El viajero que acuda al Freud Museum-sitio de visita obligada en Viena- para encontrar un testimonio de esa época, habrá de desilusionarse. Lejos del espléndido muestrario del Museum Quartier, allí no hay nada para ver. No está el célebre diván, ni las antigüedades o la biblioteca de Freud. No está su escritorio ni su sillón, ni la cama en la que dormía junto a Martha. Tampoco los juguetes de sus cinco hijos. No hay memorabiliaen el Freud Museum de Viena. 

En Londres, en la casa que Freud habitó algunos meses antes de morir están los objetos de culto que los turistas adoran mirar. Fueron sacados apresuradamente -junto con Freud mismo- luego de que los nazis entraran en la ciudad, feliz de ser anexada a Alemania. Gracias a las gestiones de la princesa Marie Bonaparte, la Gestapo debió dejarlo ir, a regañadientes. Obligado a firmar un papel en que afirmaba haber sido tratado bien. Freud, irónico, no se privó de añadir de puño y letra: recomiendo el tratamiento de la Gestapo.

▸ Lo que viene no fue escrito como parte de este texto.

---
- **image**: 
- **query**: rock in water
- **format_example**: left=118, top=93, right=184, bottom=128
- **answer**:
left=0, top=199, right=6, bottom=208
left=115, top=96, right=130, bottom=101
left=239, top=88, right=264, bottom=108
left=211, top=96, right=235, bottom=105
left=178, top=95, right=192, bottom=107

Antes de su partida, un fotógrafo retrató los muebles, los objetos, los cuadros de la casa y del consultorio, tal como estaban antes de ser embalados y despachados hacia el exilio. Esas fotografías, más un copioso archivo es lo que el visitante encontrará en el museo. Pero sobre todo encontrará un lugar

Un lugar de memoria, pero no solo memoria histórica del sitio en el que Freud vivió y trabajó por medio siglo, donde se descubrió el inconciente e inventó el psicoanálisis. También un lugar de memoria de la catástrofe.

Una doble operatoria entonces se produce allí: Por una parte, la resistencia a convertirlo en un sitio de peregrinación para fans. No borrar con souvenirsla memoria del horror, ese horror que con la connivencia entusiasta del mismo estado que hoy auspicia al museo, obligara a la familia Freud a emigrar. No a toda la familia, claro: las hermanas de Freud se quedaron para ser deportadas y asesinadas en Auschwitz.

Ese decir no, digno de Bartleby, al exhibicionismo museístico es lo que está tras el vacío que se muestra.  Y allí aparece la segunda operación que los responsables del museo acometen, la de hacer lugar allí, en el corazón mismo de la ausencia, a esos exploradores del vacío que son los artistas contemporáneos.

Todo empezó en 1989 conZero & Not, un trabajo del artista conceptual Joseph Kosuth, cuya obra abreva tanto en Freud como en Wittgenstein. A partir de allí, tomándolo como un asunto personal, Kosuth se ocupó de convencer a amigos suyos, artistas de la talla de John Baldessari o Pierpaolo Calzolari, de que el Freud Museumbien valía una colección de arte contemporáneo.

Esa colección de arte -más que nada conceptual- que hoy cuenta con trabajos de Clegg & Guttmann, Jessica Diamond, Marc Goethals, Sherrie Levine, Haim Steinbach y Heimo Zobernig entre otros, constituye el contrapunto perfecto de lo que el museoencarna en tanto lugar de memoria.

Esa doble operación que ubica al arte contemporáneo como una interlocución única del psicoanálisis no ahorra malestar a  los visitantes del museo. Desprovistos de los fetiches del maestro, su horror al vacío encontrará su antídoto involuntario puertas afuera.

Allí, a metros de la instalación de Kogler, otra vidriera deviene involuntaria sala de exhibición de arte contemporáneo. Allí el turista sí encontrará la memorabilia echada de menos. Solo que en vez de ver las antigüedades que Freud coleccionaba, sus libros o los tapices persas que decoraban su diván, hallará calaveras, cascos de la RAF y gorras del Ejército Rojo, puñales con mango en forma de águila con cruces arias, sables y dagas militares, condecoraciones y hasta un par de antejos Ray Ban de piloto. 

Teniendo en cuenta el modo yuxtapuesto y alusivo en que el inconciente suele ordenar las cosas, lo que se muestra es la herida abierta, el horror que no parece abandonar a Europa y que este museo exhibe de modo candente.